Cape Town - Implementing a deal to pay workers a minimum hourly rate of R20 would be the final nail in the coffin for the workers struggle in South Africa.

This is the message from the National Union of Metalworkers of South Africa (Numsa). The union on Tuesday reiterated its disgust at the proposed amount of R3 500 per month as a National Minimum Wage.

"This proposal reinforces South Africa as a haven for cheap labour, just as it was under Apartheid," said general secretary Irvin Jim in a statement.

His statement comes as the Presidency postponed the signing of a minimum wage agreement with Nedlac that had been planned to take place during a lunch with President Jacob Zuma, Deputy President Cyril Ramaphosa and business executives on Tuesday.

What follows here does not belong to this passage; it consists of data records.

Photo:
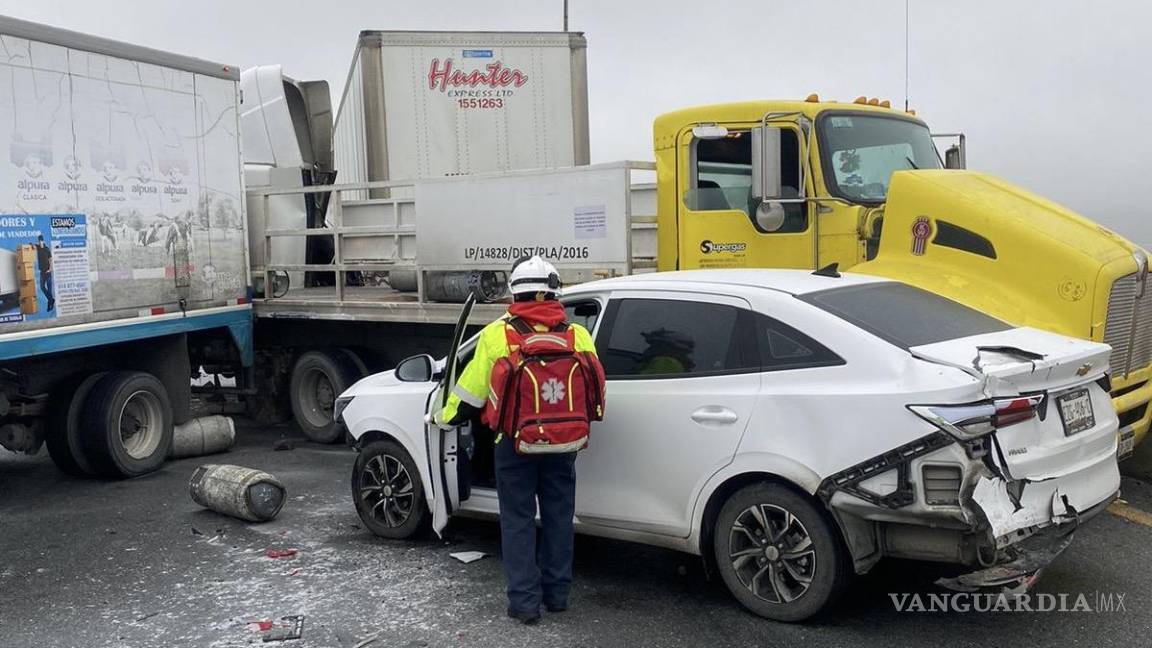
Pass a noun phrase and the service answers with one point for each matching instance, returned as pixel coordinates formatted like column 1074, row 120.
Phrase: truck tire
column 317, row 378
column 62, row 424
column 127, row 424
column 780, row 555
column 388, row 491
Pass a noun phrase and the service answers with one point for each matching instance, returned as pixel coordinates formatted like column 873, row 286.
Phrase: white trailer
column 126, row 163
column 9, row 285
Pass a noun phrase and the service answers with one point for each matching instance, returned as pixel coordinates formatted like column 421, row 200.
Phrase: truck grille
column 941, row 484
column 1129, row 314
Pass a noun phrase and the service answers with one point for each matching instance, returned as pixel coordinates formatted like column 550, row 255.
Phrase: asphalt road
column 112, row 564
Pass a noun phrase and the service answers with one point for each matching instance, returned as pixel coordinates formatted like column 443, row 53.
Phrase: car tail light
column 941, row 484
column 975, row 420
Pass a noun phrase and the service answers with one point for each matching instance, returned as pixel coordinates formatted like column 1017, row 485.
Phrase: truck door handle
column 714, row 414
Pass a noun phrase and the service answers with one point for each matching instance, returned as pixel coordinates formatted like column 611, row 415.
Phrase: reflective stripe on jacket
column 472, row 385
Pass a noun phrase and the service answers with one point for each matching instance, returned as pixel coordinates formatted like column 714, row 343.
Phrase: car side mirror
column 416, row 369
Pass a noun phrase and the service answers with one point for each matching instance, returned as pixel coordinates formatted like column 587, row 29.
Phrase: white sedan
column 790, row 428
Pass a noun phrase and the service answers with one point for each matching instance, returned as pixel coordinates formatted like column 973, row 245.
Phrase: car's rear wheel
column 128, row 424
column 780, row 556
column 62, row 424
column 388, row 491
column 317, row 378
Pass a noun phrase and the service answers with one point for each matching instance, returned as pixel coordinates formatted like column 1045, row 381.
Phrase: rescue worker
column 538, row 566
column 667, row 353
column 44, row 260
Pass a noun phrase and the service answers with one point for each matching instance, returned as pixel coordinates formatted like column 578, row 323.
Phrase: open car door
column 442, row 444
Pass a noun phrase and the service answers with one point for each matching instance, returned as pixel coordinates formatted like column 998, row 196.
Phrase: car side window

"The postponement follows a request from Cosatu to be given time to provide a full report to its central executive committee," the presidency said in a statement on Tuesday.

He said committing workers to a minimum hourly rate of just R20 per hour was done without any consultation, let alone any mandate from the South African working class.

Jim also lashed out at Cosatu, Fedusa, claiming that their leaders have been captured.

"Once again Cosatu and Fedusa need to go back to basics. They must reclaim their revolutionary credentials.

"These federations should have known from the beginning that a minimum wage of R3500 per month is a betrayal of the worker’s struggle for a living wage and decent work. This proposal should have been rejected outright."

Jim also criticised Deputy President Cyril Ramaphosa.

"Deputy President Cyril Ramaphosa who led the process to negotiate this agreement, has proven time and time again that he is hostile to workers."

He said the deputy president has betrayed workers.

"Ramaphosa, the billionaire and ultra-capitalist, values his precious buffalo more than the lives of human beings."

Numsa has been calling for a more considered approach on the minimum wage.

"How does a parent educate, clothe and feed their family on a measly salary of R3 500 per month, when government is also refusing to subsidise tertiary education and public transport."

The union indicated that it will mobilise its members and the working class to fight against "slave wages" and the limitation on the right to strike.

"We will not rest until all of the objectives of the National Democratic Revolution which is the most direct route to Socialism and the Freedom Charter are achieved."